For key-pair authentication, use this JSON body:

{ "sfUser": "<snowflake_username>", "pem_private_key": "-----BEGIN PRIVATE KEY-----\n...\n-----END PRIVATE KEY-----" }

Tag the secret so that Amazon DataZone can discover it. Both tags are required:

Tag key Value
AmazonDataZoneDomain Your Amazon DataZone domain ID
AmazonDataZoneProject Your Amazon DataZone project ID

Note the ARN of the secret. You will pass it to create-connection in Step 4.

Step 3: Find your project environment ID

The create-connection API call requires the ID of the project environment where the connection lives. You can derive this from the project user role ARN.

The project user role ARN follows this pattern:

arn:aws:iam::<account_id>:role/datazone_usr_role_<project_id>_<environment_id>

The final segment, after the last underscore, is the environment ID. For example, in:

arn:aws:iam::123456789012:role/datazone_usr_role_a1b2c3dfadsf_58cjkfdsjfd

58cjkfdsjfd is the environment ID. This is the value to pass as --environment-identifier in Step 4. The environment ID corresponds to your project's Tooling environment.

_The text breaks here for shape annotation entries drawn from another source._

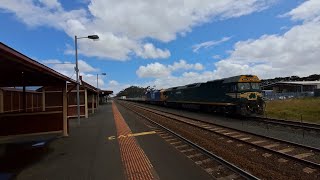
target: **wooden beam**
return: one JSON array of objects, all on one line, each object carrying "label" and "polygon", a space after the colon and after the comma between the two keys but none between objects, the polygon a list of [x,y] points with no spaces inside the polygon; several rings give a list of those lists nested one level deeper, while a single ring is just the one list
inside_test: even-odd
[{"label": "wooden beam", "polygon": [[84,91],[84,114],[85,117],[88,118],[88,92],[87,92],[87,88]]},{"label": "wooden beam", "polygon": [[67,88],[63,87],[63,136],[68,136],[68,94]]}]

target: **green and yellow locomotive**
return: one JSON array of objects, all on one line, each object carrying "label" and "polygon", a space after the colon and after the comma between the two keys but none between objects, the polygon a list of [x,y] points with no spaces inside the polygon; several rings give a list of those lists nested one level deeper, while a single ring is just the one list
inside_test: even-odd
[{"label": "green and yellow locomotive", "polygon": [[260,80],[255,75],[240,75],[194,83],[159,91],[165,106],[202,109],[212,112],[263,114]]}]

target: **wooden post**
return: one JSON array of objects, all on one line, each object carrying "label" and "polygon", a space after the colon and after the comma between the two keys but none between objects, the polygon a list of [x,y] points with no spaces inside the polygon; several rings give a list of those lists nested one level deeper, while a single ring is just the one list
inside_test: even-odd
[{"label": "wooden post", "polygon": [[22,107],[23,107],[23,112],[27,112],[27,94],[26,94],[26,86],[23,86],[23,92],[22,92]]},{"label": "wooden post", "polygon": [[21,103],[20,103],[20,101],[21,101],[20,96],[21,96],[21,95],[20,95],[20,94],[21,94],[21,93],[19,92],[19,93],[18,93],[18,98],[19,98],[19,101],[18,101],[18,104],[19,104],[18,108],[19,108],[19,109],[18,109],[18,111],[19,111],[19,112],[21,111],[21,105],[20,105],[20,104],[21,104]]},{"label": "wooden post", "polygon": [[94,113],[94,94],[92,94],[92,102],[91,102],[91,104],[92,104],[92,114]]},{"label": "wooden post", "polygon": [[97,94],[97,97],[96,97],[96,107],[98,109],[98,106],[99,106],[99,98],[98,98],[99,94]]},{"label": "wooden post", "polygon": [[67,88],[63,87],[62,90],[62,102],[63,102],[63,136],[68,136],[68,94],[67,94]]},{"label": "wooden post", "polygon": [[13,111],[13,92],[11,91],[10,93],[10,101],[11,101],[11,104],[10,104],[10,112]]},{"label": "wooden post", "polygon": [[84,114],[88,118],[88,92],[87,88],[84,89]]},{"label": "wooden post", "polygon": [[4,104],[3,104],[3,90],[0,89],[0,113],[3,113],[4,111]]},{"label": "wooden post", "polygon": [[33,93],[31,93],[31,112],[33,112]]},{"label": "wooden post", "polygon": [[42,87],[42,111],[46,111],[46,91]]}]

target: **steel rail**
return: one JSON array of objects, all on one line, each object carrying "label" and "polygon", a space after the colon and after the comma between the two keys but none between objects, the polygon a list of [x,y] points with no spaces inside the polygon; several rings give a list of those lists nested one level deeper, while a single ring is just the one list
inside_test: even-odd
[{"label": "steel rail", "polygon": [[216,154],[213,154],[212,152],[206,150],[205,148],[197,145],[196,143],[193,143],[192,141],[184,138],[182,135],[170,130],[169,128],[166,128],[165,126],[153,121],[152,119],[144,116],[143,114],[133,110],[133,109],[130,109],[128,106],[125,106],[121,103],[121,105],[127,109],[129,109],[130,111],[136,113],[137,115],[139,115],[140,117],[144,118],[144,119],[147,119],[148,121],[152,122],[153,124],[157,125],[158,127],[164,129],[165,131],[173,134],[174,136],[178,137],[179,139],[183,140],[184,142],[186,142],[187,144],[189,144],[190,146],[198,149],[199,151],[201,151],[203,154],[207,155],[208,157],[214,159],[215,161],[219,162],[220,164],[224,165],[225,167],[227,167],[229,170],[239,174],[241,177],[245,178],[245,179],[259,179],[257,177],[255,177],[254,175],[246,172],[245,170],[237,167],[236,165],[224,160],[223,158],[221,158],[220,156],[216,155]]},{"label": "steel rail", "polygon": [[[137,106],[137,105],[134,105],[134,106]],[[225,129],[230,129],[230,130],[233,130],[233,131],[238,131],[238,132],[241,132],[241,133],[245,133],[245,134],[250,134],[252,136],[257,136],[257,137],[260,137],[260,138],[264,138],[264,139],[271,139],[273,141],[279,141],[279,142],[283,142],[283,143],[287,143],[287,144],[290,144],[290,145],[293,145],[293,146],[298,146],[298,147],[301,147],[301,148],[306,148],[306,149],[310,149],[310,150],[313,150],[313,151],[320,151],[319,148],[315,148],[315,147],[310,147],[310,146],[305,146],[305,145],[302,145],[302,144],[297,144],[297,143],[294,143],[294,142],[290,142],[290,141],[284,141],[284,140],[281,140],[281,139],[277,139],[277,138],[272,138],[272,137],[268,137],[268,136],[262,136],[262,135],[258,135],[258,134],[254,134],[254,133],[250,133],[250,132],[246,132],[246,131],[242,131],[242,130],[238,130],[238,129],[235,129],[235,128],[230,128],[230,127],[226,127],[226,126],[222,126],[222,125],[219,125],[219,124],[214,124],[214,123],[211,123],[211,122],[207,122],[207,121],[202,121],[202,120],[199,120],[199,119],[195,119],[195,118],[190,118],[190,117],[186,117],[186,116],[182,116],[182,115],[177,115],[177,114],[174,114],[174,113],[169,113],[169,112],[165,112],[165,111],[161,111],[161,110],[155,110],[153,109],[154,111],[151,111],[151,110],[148,110],[146,109],[145,107],[142,108],[142,107],[139,107],[137,106],[138,108],[141,108],[141,109],[144,109],[146,111],[149,111],[149,112],[153,112],[154,114],[157,114],[157,115],[160,115],[160,116],[164,116],[164,117],[167,117],[167,118],[170,118],[170,119],[174,119],[174,120],[178,120],[178,119],[175,119],[173,117],[169,117],[169,116],[166,116],[166,115],[163,115],[163,114],[159,114],[159,113],[156,113],[154,111],[160,111],[162,113],[167,113],[167,114],[170,114],[170,115],[174,115],[174,116],[177,116],[177,117],[181,117],[181,118],[185,118],[185,119],[190,119],[190,120],[193,120],[193,121],[197,121],[197,122],[201,122],[201,123],[204,123],[204,124],[210,124],[210,125],[214,125],[214,126],[218,126],[218,127],[222,127],[222,128],[225,128]],[[150,108],[152,109],[152,108]],[[240,141],[242,143],[245,143],[245,144],[248,144],[248,145],[252,145],[252,146],[255,146],[257,148],[260,148],[260,149],[264,149],[266,151],[269,151],[269,152],[272,152],[272,153],[275,153],[275,154],[278,154],[278,155],[281,155],[281,156],[285,156],[289,159],[292,159],[292,160],[295,160],[295,161],[298,161],[298,162],[302,162],[302,163],[305,163],[305,164],[308,164],[312,167],[316,167],[316,168],[320,168],[320,164],[318,163],[315,163],[315,162],[312,162],[312,161],[308,161],[308,160],[304,160],[304,159],[299,159],[299,158],[296,158],[294,156],[291,156],[289,154],[285,154],[285,153],[282,153],[282,152],[278,152],[276,150],[272,150],[272,149],[268,149],[268,148],[264,148],[263,146],[259,146],[257,144],[253,144],[253,143],[250,143],[250,142],[247,142],[247,141],[244,141],[244,140],[240,140],[240,139],[237,139],[237,138],[234,138],[234,137],[231,137],[231,136],[227,136],[227,135],[224,135],[223,133],[218,133],[218,132],[215,132],[215,131],[211,131],[209,129],[206,129],[206,128],[203,128],[201,126],[196,126],[190,122],[184,122],[182,120],[178,120],[180,122],[183,122],[183,123],[186,123],[186,124],[189,124],[190,126],[193,126],[193,127],[196,127],[196,128],[200,128],[202,130],[205,130],[205,131],[209,131],[211,133],[215,133],[215,134],[218,134],[218,135],[221,135],[221,136],[225,136],[227,138],[230,138],[230,139],[234,139],[236,141]]]},{"label": "steel rail", "polygon": [[270,123],[275,125],[292,126],[294,128],[307,129],[311,131],[320,131],[320,124],[315,124],[315,123],[306,123],[306,122],[273,119],[273,118],[265,118],[265,117],[246,117],[246,119],[253,120],[253,121],[261,121],[264,123]]}]

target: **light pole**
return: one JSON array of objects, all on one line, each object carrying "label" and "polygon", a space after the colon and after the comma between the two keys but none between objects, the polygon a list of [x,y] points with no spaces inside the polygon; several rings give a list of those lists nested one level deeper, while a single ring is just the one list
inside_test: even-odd
[{"label": "light pole", "polygon": [[74,46],[76,49],[76,76],[77,76],[77,117],[78,117],[78,124],[80,125],[80,95],[79,95],[79,67],[78,67],[78,39],[84,39],[84,38],[88,38],[88,39],[99,39],[98,35],[89,35],[89,36],[85,36],[85,37],[77,37],[74,36]]},{"label": "light pole", "polygon": [[[101,73],[100,75],[107,75],[106,73]],[[99,92],[99,74],[97,74],[97,93],[98,93],[98,104],[99,104],[99,96],[100,96],[100,92]],[[98,104],[97,104],[97,107],[98,107]]]}]

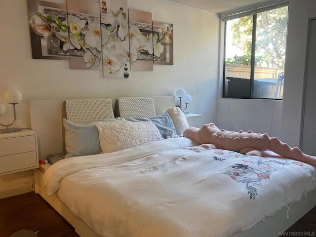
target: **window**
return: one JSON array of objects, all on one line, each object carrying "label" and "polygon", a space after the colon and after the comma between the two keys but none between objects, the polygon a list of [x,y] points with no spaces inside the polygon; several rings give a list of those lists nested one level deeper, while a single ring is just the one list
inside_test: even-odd
[{"label": "window", "polygon": [[225,21],[223,98],[282,98],[288,8]]}]

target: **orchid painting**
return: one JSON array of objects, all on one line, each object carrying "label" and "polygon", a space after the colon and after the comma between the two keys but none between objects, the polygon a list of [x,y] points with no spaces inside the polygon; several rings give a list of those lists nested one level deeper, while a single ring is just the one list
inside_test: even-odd
[{"label": "orchid painting", "polygon": [[68,60],[71,69],[126,78],[170,57],[172,25],[153,28],[152,14],[127,9],[127,0],[55,1],[28,0],[33,58]]}]

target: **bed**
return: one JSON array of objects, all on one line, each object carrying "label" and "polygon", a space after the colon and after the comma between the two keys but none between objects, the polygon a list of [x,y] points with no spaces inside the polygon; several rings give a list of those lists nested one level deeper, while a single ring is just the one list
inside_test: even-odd
[{"label": "bed", "polygon": [[[315,167],[165,139],[166,126],[154,118],[170,121],[165,112],[174,98],[126,99],[105,100],[104,113],[92,118],[100,110],[90,100],[71,100],[66,111],[63,100],[31,102],[40,157],[68,148],[67,158],[35,171],[36,191],[80,236],[278,236],[316,205]],[[103,153],[75,154],[67,126],[95,120]]]}]

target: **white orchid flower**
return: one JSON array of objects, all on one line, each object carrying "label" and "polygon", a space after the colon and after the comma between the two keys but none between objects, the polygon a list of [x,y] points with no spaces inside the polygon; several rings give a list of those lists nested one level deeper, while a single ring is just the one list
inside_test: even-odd
[{"label": "white orchid flower", "polygon": [[64,46],[63,46],[63,50],[64,51],[66,51],[69,49],[73,49],[75,48],[75,46],[69,42],[69,37],[68,32],[60,31],[56,32],[55,35],[57,38],[62,41],[64,42]]},{"label": "white orchid flower", "polygon": [[80,20],[78,16],[68,15],[66,20],[63,21],[63,23],[70,26],[71,23],[76,24],[79,26],[80,29],[84,28],[85,26],[86,21],[85,20]]},{"label": "white orchid flower", "polygon": [[121,22],[118,29],[118,37],[122,40],[123,40],[125,37],[128,35],[128,21],[124,20]]},{"label": "white orchid flower", "polygon": [[148,52],[153,54],[154,50],[154,46],[153,45],[153,34],[151,34],[149,36],[147,35],[146,37],[142,36],[143,41],[143,49],[147,50]]},{"label": "white orchid flower", "polygon": [[110,34],[106,29],[101,30],[99,23],[92,22],[89,25],[88,30],[85,34],[85,42],[90,47],[96,48],[98,50],[101,51],[101,43],[102,45],[104,44],[108,41]]},{"label": "white orchid flower", "polygon": [[83,61],[86,63],[85,68],[90,68],[93,65],[97,67],[100,64],[100,58],[88,50],[83,54]]},{"label": "white orchid flower", "polygon": [[69,15],[63,23],[69,27],[70,42],[78,49],[80,49],[83,44],[83,39],[80,35],[81,29],[84,29],[86,21],[80,20],[78,16]]},{"label": "white orchid flower", "polygon": [[119,70],[124,63],[127,61],[128,55],[125,47],[119,40],[105,44],[102,47],[103,64],[107,65],[112,72],[115,73]]}]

Step 4: Create the Snowflake connection

Run the following AWS CLI command, replacing the placeholders with your values:

aws datazone create-connection \ --domain-identifier <domain_id> \ --environment-identifier <environment_id> \ --name "<connection_name>" \ --description "<optional_description>" \ --props '{ "snowflakeProperties": { "connectivityProperties": { "connectionProperties": { "HOST": "<account>.snowflakecomputing.com", "PORT": "443", "DATABASE": "<database_name>", "WAREHOUSE": "<warehouse_name>", "SCHEMA": "<schema_name>", "ROLE_ARN": "<project_user_role_arn>", "CATALOG_CASING_FILTER": "UPPERCASE_ONLY" }, "athenaProperties": { "spill_bucket": "<project_s3_bucket_name>", "spill_prefix": "<domain_id>/<project_id>/dev/sys/athena" }, "authenticationConfiguration": { "authenticationType": "BASIC", "secretArn": "<secret_arn_from_step_2>" } }, "snowflakeRole": "<role_name_from_step_1>", "identityMapping": { "usernameAttribute": "EMAIL" } } }'

Connection properties reference

Property Description
HOST Your Snowflake account URL.
PORT The Snowflake port. Use 443.
DATABASE The Snowflake database to catalog.
WAREHOUSE The Snowflake warehouse Amazon DataZone uses to run queries.
SCHEMA The Snowflake schema to catalog.
ROLE_ARN The project user role ARN (see Step 3).
CATALOG_CASING_FILTER Controls case normalization for cataloged identifiers. Valid values are UPPERCASE_ONLY and LOWERCASE_ONLY. If omitted, defaults to UPPERCASE_ONLY.
spill_bucket S3 bucket name for query spill. Required when querying Snowflake from .
spill_prefix S3 prefix for spill, in the format <domain_id>/<project_id>/dev/sys/athena.
authenticationType BASIC for username/password or key-pair authentication.
secretArn The ARN of the secret created in Step 2.
snowflakeRole The Snowflake role name from Step 1.
identityMapping.usernameAttribute Set to EMAIL.

Verifying the connection

Call aws datazone get-connection with your domain ID and the connection identifier returned by create-connection. After the first metadata sync run, cataloged Snowflake tables appear in the Amazon DataZone catalog for the project.